US on Monday rejected as "flat wrong" media reports that the trail of Osama bin Laden has gone "stone cold" and said it will never stop looking until the Al-Qaeda chief is found.
"That's just wrong. That's just flat wrong. The fact is that although we're not at liberty to go into sources and methods, we have never stopped looking for (Osama) bin Laden and will not until we have found him and dealt with him," White House Spokesman Tony Snow said.
Snow, while on way to New York for the fifth anniversary of the terror attacks of September 11, 2001, was replying to questions about a report in The Washington Post on Sunday that the trail had gone "stone cold" in the search for Osama bin Laden.
Asked if the fact that it is hard to find Osama is itself a sign of American success, he said, "...In some ways, it is."
"If bin Laden was thoroughly successful, he'd be sitting on a throne conducting press conferences or issuing fatwas in full view of everyone—and he is not doing so."
"One of the things I can say is that bin Laden is harder to find these days because he, in fact, does not feel at liberty to move about, he does not feel at liberty to use electronic means of communications," he told reporters accompanying President George W Bush.

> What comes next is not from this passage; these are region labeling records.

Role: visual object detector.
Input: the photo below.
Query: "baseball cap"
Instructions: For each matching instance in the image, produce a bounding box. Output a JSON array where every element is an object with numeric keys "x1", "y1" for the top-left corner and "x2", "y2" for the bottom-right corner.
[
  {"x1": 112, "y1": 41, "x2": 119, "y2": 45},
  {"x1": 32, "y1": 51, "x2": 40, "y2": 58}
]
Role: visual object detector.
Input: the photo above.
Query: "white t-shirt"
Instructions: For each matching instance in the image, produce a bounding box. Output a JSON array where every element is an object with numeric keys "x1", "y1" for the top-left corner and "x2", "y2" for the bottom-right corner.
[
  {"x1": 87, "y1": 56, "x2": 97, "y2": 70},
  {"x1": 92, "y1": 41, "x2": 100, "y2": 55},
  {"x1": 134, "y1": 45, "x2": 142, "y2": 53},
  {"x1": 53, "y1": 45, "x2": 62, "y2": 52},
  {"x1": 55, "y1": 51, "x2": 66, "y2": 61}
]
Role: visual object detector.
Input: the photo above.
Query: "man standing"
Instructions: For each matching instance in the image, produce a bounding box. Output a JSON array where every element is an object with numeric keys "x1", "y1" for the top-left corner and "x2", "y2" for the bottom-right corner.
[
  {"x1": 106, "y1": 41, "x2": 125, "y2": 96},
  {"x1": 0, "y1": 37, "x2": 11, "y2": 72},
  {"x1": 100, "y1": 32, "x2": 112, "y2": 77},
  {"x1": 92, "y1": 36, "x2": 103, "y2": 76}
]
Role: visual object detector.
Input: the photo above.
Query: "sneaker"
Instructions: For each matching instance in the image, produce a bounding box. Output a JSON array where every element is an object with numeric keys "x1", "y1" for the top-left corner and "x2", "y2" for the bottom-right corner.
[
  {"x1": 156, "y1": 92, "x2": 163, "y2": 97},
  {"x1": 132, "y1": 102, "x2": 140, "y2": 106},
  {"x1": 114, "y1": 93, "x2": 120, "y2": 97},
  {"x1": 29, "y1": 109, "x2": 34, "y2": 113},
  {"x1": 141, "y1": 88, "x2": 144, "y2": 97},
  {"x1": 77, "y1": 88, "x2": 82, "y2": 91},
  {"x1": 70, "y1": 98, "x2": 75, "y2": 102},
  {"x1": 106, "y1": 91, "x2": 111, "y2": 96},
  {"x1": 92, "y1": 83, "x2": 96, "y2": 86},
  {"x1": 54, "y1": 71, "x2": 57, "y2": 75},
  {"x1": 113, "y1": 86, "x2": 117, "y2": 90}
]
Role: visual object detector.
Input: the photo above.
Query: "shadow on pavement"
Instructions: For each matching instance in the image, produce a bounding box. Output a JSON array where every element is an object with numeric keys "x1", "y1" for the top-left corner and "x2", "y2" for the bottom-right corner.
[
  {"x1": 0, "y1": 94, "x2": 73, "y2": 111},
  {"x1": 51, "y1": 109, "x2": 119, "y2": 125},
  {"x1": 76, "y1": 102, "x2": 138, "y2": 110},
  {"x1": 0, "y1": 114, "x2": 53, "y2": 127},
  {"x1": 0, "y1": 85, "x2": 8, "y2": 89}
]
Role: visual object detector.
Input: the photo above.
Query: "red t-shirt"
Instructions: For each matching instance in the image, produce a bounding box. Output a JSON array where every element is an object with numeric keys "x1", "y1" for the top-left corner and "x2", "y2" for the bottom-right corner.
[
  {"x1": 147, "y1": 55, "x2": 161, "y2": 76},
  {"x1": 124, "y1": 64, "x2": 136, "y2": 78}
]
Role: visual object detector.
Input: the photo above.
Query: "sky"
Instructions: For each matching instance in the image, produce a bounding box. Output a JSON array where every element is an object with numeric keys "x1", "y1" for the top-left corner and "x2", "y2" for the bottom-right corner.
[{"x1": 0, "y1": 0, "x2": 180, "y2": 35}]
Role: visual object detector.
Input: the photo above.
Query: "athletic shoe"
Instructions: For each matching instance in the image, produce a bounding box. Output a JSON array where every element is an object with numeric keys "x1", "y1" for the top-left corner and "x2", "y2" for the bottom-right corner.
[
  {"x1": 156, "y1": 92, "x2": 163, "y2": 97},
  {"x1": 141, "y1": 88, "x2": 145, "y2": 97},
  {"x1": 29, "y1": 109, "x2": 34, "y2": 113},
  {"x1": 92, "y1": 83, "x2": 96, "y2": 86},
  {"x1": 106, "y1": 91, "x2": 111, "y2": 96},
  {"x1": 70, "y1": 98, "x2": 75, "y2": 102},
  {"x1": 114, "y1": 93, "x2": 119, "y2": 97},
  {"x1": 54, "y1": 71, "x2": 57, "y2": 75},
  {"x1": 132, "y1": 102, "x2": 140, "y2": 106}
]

"In many ways, the senior leadership of Al-Qaeda has been degraded. And under such circumstances, somebody leaves fewer clues. But the United States and allies are continuing to pursue bin Laden and have never ceased doing so," he added.
Snow refused to get into the intelligence aspects of the hunt for Osama but argued that over a period of time, the terrorist mastermind and his associates have gone into more primitive methods of communication.
"There have been clues in the past, for instance, based on electronic communications, as you know -- satellite telephones -- they have changed the way in which they've done a number of things -- and I won't go into that, but they have changed their methods of operation in response to the fact that they don't want to be found out," Snow said.
"It's just tougher. They've moved to more primitive means of communication and they've gone to ground," the White House spokesman said.
"...We are working as vigorously as possible to go after bin Laden, and so are other governments -- this is not simply a United States effort; there are a variety of parties involved and all want to get him," he added.